Reject Farrakhan while supporting black aspirations

There is a side to the African American community that we tend to overlook. The dramatic plight and mass of the black under-class preoccupies us, properly enough. But upwards of four out of 10 African Americans qualify as middle class.

To begin with, that means they have professional, white-collar or skilled blue-collar occupations. But it also identifies some of their values and aspirations.

It is of particular importance for Jews to understand this phenomenon. Louis Farrakhan's march on Washington, for example, largely consisted of middle-class men. That is both ominous and encouraging.

After all, Jews have learned the hard way about the principle of the "poisoned good," sometimes known as the "rat-poison" rule for measuring leaders. It is well known that rat poison can consist of about 90 percent good corn and 10 percent strychnine. But no one says that because rat poison contains mostly good things, we should therefore ignore the small amount of bad. To do so would be fatal at the dinner table, and it is fatal in politics.

Not all rascals or wrong-minded politicians qualify under the rat-poison rule, but when they do, their leadership has to be 100 percent rejected despite their 90 percent good statements or deeds. For that reason, although agreeing with much they had to say, mainstream Republican leaders totally rejected David Duke and mainstream Jewish leaders totally rejected Meir Kahane.

Both men crossed a line of malevolence: They attempted to reduce the humanity of other groups and whip up hatred against those groups as a whole. Overt racism is one line in the human sand that we cannot allow a political leader to cross. There are special evil and destructive consequences. Louis Farrakhan has clearly crossed that line.

On the other hand, to a large extent, the African American men who gathered in Washington, D.C., were middle class or middle-class oriented. They want to succeed. They want to be independent of government aid. They want to fight drug-infested neighborhoods and the dissolution of the family.

In fact, most of those displaying that middle-class consciousness want to be integrated, that old civil rights word. They know that is the only way they can make it. But they want to help each other toward that goal by dealing with each other, buying from each other, helping each other's businesses. That is one way they can help their whole community rise, including those less fortunate than themselves. And that is the way all large immigrant groups have operated in America, including Jews.

That is the good in Farrakhan's message, without the poison.

However, his message is laced with poison, and for that reason, he must be 100 percent rejected and shunned, lest his strychnine becomes mixed with everyone's corn. But we cannot stop at that rejection.

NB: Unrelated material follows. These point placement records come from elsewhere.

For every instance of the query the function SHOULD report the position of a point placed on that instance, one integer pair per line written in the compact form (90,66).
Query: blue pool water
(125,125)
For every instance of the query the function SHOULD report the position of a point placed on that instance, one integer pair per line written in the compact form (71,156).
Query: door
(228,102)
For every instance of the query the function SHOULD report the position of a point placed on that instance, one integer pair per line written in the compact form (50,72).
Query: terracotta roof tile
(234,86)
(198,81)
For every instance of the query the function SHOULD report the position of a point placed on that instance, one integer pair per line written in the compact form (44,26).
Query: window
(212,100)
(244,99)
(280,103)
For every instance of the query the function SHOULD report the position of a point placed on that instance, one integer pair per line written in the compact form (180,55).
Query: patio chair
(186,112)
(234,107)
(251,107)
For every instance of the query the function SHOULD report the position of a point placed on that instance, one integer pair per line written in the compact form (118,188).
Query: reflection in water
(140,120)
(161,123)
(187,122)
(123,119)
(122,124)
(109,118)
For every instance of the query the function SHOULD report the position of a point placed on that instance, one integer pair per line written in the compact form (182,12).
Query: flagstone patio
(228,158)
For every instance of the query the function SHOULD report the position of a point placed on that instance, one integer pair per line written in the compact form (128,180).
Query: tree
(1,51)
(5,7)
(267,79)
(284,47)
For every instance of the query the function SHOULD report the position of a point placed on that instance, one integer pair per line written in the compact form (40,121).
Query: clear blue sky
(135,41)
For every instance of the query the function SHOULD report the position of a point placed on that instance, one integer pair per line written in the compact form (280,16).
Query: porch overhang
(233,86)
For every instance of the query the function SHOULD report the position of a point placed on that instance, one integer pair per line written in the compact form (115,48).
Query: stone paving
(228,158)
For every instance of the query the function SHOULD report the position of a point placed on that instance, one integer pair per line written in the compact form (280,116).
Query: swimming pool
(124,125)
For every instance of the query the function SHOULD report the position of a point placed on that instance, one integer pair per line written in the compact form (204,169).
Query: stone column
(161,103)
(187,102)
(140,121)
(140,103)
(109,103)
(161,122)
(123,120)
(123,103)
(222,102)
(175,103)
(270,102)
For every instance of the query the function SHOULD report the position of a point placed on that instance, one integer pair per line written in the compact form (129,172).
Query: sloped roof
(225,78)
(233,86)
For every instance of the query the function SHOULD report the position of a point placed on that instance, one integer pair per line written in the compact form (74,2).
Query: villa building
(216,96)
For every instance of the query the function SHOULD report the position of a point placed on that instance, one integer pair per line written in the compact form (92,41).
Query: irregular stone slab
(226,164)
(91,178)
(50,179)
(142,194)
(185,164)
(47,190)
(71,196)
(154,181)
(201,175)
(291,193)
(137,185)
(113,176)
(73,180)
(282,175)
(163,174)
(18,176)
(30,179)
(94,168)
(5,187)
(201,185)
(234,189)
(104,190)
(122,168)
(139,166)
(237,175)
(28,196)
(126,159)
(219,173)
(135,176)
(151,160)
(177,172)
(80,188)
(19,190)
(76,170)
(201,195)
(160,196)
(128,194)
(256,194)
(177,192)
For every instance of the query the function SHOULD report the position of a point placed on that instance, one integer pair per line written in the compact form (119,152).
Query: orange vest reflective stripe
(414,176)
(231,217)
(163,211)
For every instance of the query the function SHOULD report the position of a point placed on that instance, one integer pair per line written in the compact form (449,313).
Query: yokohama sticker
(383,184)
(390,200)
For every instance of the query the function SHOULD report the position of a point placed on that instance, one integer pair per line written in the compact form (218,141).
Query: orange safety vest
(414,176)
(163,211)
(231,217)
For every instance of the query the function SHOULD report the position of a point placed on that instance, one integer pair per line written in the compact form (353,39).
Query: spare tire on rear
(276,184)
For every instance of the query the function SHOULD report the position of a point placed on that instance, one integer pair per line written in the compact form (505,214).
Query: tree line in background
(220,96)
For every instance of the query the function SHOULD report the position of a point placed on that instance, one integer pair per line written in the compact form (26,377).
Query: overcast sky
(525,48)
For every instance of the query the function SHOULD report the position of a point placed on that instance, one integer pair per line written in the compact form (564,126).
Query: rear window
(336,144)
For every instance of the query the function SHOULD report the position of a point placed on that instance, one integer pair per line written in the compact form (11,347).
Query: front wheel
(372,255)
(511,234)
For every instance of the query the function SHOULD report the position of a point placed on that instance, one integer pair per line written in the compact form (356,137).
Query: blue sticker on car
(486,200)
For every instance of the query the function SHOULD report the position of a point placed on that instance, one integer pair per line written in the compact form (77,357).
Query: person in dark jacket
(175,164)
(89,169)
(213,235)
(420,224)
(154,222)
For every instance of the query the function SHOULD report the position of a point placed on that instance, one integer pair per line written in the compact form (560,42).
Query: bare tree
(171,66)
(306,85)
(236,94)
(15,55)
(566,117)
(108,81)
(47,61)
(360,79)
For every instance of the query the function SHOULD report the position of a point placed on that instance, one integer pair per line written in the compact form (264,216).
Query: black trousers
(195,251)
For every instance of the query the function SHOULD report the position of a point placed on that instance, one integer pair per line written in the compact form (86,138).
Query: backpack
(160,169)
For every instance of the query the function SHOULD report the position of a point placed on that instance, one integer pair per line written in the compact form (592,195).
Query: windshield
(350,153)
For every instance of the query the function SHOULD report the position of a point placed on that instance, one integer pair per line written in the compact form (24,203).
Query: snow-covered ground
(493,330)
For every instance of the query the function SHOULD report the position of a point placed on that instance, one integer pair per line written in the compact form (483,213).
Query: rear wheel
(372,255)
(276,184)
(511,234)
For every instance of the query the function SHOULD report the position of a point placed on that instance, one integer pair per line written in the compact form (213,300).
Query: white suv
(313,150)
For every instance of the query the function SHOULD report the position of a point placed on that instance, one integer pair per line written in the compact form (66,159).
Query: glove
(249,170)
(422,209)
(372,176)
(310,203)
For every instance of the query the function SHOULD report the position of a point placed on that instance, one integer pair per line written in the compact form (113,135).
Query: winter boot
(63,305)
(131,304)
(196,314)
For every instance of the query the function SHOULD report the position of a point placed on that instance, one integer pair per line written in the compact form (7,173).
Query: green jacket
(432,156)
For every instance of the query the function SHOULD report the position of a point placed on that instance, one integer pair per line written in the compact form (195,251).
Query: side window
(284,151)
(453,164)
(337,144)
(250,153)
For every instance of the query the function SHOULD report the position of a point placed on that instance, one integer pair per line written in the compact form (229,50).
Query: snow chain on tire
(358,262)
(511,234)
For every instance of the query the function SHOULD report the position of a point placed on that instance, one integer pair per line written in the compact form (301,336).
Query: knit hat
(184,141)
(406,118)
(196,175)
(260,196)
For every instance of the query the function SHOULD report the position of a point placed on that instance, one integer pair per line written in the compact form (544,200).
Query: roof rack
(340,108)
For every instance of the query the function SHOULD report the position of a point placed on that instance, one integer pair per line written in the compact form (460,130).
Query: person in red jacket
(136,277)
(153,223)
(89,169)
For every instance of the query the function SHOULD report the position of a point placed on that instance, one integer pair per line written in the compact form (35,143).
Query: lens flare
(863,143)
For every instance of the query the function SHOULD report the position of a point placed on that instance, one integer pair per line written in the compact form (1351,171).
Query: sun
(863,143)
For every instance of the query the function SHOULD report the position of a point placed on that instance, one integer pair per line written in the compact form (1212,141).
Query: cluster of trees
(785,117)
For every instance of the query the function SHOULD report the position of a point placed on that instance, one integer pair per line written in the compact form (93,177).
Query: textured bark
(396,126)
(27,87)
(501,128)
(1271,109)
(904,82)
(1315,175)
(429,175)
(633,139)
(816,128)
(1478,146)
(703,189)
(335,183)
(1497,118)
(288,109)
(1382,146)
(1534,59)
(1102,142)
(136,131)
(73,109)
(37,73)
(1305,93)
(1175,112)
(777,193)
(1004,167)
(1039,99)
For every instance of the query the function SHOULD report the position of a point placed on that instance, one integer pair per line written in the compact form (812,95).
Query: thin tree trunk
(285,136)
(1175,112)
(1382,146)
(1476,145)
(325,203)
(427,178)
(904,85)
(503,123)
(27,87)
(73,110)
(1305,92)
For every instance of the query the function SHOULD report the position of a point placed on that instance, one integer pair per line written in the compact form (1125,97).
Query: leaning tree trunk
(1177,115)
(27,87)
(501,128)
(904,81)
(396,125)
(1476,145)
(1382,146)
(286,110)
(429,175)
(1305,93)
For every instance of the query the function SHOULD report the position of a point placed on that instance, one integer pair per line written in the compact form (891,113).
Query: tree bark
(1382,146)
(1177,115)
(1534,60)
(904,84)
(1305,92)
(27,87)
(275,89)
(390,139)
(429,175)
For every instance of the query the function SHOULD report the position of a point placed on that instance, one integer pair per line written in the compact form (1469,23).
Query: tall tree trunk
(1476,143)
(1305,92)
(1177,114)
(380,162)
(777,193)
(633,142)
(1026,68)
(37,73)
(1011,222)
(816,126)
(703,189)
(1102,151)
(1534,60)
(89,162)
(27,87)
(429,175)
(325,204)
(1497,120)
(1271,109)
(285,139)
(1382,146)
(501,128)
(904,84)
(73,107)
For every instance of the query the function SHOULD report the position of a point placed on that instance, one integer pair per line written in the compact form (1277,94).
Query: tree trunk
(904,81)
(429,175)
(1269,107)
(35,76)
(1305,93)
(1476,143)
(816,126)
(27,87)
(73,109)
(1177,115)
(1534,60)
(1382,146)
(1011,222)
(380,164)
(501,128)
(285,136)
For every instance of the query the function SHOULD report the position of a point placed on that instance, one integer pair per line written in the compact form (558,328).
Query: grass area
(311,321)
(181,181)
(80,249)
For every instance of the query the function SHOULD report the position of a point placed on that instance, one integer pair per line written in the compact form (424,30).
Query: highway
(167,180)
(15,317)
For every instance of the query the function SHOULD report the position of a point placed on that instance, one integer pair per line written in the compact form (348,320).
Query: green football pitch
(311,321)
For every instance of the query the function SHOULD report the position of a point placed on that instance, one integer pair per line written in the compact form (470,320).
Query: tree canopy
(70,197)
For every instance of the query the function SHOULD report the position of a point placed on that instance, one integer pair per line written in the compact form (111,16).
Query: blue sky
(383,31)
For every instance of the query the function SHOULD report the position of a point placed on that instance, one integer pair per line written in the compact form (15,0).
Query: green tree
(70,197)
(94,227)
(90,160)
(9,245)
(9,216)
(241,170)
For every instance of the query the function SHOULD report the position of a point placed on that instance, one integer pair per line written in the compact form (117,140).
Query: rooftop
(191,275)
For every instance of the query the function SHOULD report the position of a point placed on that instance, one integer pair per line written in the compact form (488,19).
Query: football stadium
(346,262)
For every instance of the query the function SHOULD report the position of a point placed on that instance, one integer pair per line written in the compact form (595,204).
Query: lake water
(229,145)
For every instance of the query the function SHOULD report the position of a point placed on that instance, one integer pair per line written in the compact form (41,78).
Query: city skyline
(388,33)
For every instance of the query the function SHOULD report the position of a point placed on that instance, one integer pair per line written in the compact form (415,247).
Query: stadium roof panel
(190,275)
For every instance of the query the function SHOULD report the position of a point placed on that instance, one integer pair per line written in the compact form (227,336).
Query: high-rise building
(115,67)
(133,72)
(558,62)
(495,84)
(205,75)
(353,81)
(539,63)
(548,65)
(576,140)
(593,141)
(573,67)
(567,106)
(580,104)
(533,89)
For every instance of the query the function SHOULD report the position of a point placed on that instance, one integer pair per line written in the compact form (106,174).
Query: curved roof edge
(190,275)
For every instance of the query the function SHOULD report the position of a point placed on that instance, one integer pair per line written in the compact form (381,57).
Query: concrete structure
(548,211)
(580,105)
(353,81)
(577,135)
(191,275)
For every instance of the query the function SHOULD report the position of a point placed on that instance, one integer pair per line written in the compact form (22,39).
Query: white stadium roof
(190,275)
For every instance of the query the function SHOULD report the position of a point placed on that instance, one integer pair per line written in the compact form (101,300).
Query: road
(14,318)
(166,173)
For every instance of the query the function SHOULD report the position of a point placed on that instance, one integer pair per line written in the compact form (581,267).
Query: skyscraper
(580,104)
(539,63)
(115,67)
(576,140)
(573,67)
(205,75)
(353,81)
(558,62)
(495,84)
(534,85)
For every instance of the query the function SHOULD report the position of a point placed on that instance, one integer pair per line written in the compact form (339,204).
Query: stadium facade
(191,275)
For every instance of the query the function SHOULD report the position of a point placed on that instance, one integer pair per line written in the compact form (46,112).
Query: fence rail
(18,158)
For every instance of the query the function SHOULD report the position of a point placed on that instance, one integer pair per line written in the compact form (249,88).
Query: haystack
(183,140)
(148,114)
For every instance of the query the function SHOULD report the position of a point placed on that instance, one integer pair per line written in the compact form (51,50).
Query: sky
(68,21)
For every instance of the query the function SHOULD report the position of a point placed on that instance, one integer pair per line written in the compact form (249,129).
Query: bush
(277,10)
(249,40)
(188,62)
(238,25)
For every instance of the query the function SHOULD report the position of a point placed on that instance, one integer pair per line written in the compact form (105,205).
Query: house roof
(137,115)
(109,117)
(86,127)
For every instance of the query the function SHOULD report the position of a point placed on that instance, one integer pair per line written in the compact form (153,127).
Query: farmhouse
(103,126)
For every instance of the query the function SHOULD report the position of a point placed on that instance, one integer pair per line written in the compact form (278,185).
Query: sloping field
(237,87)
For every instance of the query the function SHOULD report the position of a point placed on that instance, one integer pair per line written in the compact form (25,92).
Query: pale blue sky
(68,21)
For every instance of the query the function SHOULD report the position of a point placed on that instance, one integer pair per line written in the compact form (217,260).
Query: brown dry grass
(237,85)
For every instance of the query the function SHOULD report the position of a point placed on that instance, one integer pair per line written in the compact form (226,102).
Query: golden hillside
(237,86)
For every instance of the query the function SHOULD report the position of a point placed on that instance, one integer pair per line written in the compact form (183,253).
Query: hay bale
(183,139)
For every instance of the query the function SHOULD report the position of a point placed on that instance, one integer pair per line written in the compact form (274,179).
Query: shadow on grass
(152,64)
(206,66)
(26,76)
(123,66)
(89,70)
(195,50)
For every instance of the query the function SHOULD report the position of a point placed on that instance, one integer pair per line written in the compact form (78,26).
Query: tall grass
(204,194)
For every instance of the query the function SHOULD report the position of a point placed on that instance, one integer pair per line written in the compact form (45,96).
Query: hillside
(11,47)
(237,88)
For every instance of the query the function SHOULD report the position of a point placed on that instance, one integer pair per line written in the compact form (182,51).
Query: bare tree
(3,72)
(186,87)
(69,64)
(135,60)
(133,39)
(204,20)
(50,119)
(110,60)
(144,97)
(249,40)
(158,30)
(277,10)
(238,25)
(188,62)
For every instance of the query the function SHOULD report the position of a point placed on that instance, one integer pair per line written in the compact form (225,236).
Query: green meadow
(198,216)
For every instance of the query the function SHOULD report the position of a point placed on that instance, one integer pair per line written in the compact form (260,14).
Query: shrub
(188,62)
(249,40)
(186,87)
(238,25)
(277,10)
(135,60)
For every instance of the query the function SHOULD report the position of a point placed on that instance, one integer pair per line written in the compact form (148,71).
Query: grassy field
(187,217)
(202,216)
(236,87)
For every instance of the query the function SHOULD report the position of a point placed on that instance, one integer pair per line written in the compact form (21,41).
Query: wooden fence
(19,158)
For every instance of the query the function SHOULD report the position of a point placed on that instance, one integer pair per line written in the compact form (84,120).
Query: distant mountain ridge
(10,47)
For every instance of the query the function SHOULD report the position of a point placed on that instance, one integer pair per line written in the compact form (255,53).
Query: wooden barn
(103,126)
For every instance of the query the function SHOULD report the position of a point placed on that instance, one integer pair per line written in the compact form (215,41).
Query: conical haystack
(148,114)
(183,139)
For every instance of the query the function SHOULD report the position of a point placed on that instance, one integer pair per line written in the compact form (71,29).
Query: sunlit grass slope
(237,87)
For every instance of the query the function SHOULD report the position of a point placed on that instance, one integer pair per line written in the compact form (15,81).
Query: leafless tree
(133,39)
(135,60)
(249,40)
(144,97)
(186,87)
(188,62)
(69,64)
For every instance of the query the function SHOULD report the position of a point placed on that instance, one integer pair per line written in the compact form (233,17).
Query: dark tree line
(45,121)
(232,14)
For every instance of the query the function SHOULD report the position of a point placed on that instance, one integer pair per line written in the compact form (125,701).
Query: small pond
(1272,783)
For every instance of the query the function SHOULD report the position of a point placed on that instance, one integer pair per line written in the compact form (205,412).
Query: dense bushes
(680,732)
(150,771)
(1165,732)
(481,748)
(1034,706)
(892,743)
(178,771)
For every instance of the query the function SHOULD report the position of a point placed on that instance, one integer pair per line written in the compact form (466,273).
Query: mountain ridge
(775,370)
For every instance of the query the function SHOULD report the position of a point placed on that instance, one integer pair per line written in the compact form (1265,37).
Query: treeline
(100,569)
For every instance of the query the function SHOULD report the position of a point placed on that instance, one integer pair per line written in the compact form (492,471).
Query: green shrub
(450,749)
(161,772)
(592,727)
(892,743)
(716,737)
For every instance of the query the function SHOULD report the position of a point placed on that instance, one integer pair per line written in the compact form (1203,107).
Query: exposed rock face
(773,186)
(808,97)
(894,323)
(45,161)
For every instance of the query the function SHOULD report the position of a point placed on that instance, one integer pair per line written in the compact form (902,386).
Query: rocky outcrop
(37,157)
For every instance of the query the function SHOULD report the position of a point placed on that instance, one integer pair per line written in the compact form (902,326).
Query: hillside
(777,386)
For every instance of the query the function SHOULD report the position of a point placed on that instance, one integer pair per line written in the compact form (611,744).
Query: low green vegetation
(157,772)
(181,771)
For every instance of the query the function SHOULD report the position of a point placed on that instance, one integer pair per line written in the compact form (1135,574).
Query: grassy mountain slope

The solid aspirations of the African American middle class, which has grown so substantially since the civil rights revolution, and was expressed by so many in Washington, must be encouraged. When the Latino and Asian American middle class make it, they tend to fit into mainstream America. But the black middle class is still more segregated and self-segregated because of the uniquely tragic and perverse history between them and America. And they are still weighed down by the continuing misery in the ghettoes that they escaped.

Few middle class blacks have yet swallowed Farrakhan's poison, but they could someday if the reasons for their alienation are not lightened. More of them could swallow that poison if we smear them all prematurely with the tar of Farrakhanism or, conversely, if we become afraid to insist on the reasons for rejecting Farrakhan 100 percent.

That is why many Jewish agencies have supported most of the aspirations of the marchers while simultaneously rejecting the march's founder. The stability of the African American middle class is so important to the American future that we must walk that difficult tightrope.